Enfin le retour au pays ! Le retour vers la chaleur du monde civilisé et – peut-être – la résurrection de sa carrière interrompue sur le Mont du Château. Il avait accompli la tâche pour laquelle on l’avait envoyé ici ; qui mieux est, il avait eu sa grande aventure et possédait un stock d’histoires pour toute une vie, des histoires que le Coronal aurait plaisir à écouter, et tous les autres aussi. Oui, retourner au pays pour raconter ces histoires, pour y prendre un vrai bain, pour y faire un vrai repas, des huîtres, du poisson épicé, de la poitrine de sekkimaund ou une cuisse de bilantoon, le tout arrosé de vin fort et capiteux de Muldemar, ou de vin rubis de Bannikanniklole, ou de vin doré de Piliplok, ou de vin gris argenté d’Amblemorn, peut-être les quatre à la suite… Avec une beauté aux yeux clairs, aux pommettes saillantes, aux sourcils bien dessinés qui lui tiendrait compagnie pour la nuit…, ou même – pourquoi pas ? – deux ou trois…

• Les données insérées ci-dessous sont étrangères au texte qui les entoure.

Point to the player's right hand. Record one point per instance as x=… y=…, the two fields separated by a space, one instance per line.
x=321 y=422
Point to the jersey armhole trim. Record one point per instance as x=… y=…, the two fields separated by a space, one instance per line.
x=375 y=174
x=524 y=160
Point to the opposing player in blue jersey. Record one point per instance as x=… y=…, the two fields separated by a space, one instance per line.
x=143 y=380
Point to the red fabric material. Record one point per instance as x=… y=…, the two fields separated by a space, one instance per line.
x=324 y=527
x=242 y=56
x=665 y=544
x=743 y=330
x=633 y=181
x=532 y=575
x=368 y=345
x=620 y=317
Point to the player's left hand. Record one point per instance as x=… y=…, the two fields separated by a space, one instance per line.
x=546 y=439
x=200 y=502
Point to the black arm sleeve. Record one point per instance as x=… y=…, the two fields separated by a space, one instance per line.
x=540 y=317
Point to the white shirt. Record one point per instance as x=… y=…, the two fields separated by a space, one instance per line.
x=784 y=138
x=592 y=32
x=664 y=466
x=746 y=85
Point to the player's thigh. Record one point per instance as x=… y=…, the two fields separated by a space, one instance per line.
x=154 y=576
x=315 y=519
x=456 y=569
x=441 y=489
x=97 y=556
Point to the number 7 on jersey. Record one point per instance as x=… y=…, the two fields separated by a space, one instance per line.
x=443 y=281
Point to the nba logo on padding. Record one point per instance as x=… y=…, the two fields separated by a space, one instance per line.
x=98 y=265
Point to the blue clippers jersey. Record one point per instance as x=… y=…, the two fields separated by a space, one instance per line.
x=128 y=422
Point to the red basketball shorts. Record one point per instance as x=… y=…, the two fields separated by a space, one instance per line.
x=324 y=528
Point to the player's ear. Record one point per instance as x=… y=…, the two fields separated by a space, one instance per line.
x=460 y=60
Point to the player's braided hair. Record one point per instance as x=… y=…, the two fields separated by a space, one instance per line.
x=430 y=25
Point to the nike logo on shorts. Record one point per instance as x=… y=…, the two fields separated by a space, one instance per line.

Mais Harpirias savait que le pays des Othinor laisserait dans son âme une empreinte indélébile. Il ne faisait aucun doute qu’il lui arriverait souvent, quand il serait de retour chez lui, de rêver du pays des Othinor. Des images du royaume de glace s’insinueraient dans son esprit, la salle de banquet enfumée du roi Toikella, les bonds et les quolibets des Eililylal sur les hauteurs : cela, il le savait. Et la jeune fille aux cheveux lustrés, à la lèvre supérieure percée d’un éclat d’os taillé, qui s’était glissée dans sa chambre pour lui tenir chaud au long des nuits glaciales : elle aussi viendrait à lui dans son sommeil.
Oui. Oui. Tout cela et bien d’autres choses encore : Harpirias en avait la certitude. Jamais il n’oublierait ce royaume.
— Tout est chargé, prince, lui cria Eskenazo Marabaud. Le soleil va se lever. Allons-nous nous mettre en route ?
— Un moment, répondit Harpirias.
Il s’engagea dans l’étroite fente triangulaire qui s’ouvrait dans le flanc de la montagne et constituait le seul accès au territoire du roi Toikella. Le village de glace luisait faiblement à la clarté nacrée de l’aube. Harpirias laissa son regard errer sur les façades luisantes ornées d’entrelacs brillants.
Une petite silhouette se tenait devant la maison où il avait pris ses quartiers. À cette distance, il était difficile de la voir avec netteté, mais Harpirias se la représentait fort bien en imagination. Sale et dépenaillée, avec ses fourrures assemblées au petit bonheur, c’était celle qui portait peut-être son enfant Othinor. Elle agita la main, d’abord en hésitant, puis avec plus d’ardeur, un geste où se mêlaient à l’évidence tendresse et regret.
Il la regarda longuement. Puis il lui fit, à son tour, un signe de la main, se retourna et rebroussa chemin par l’étroit passage, en direction de son flotteur, pour commencer le long voyage qui le ramènerait chez lui.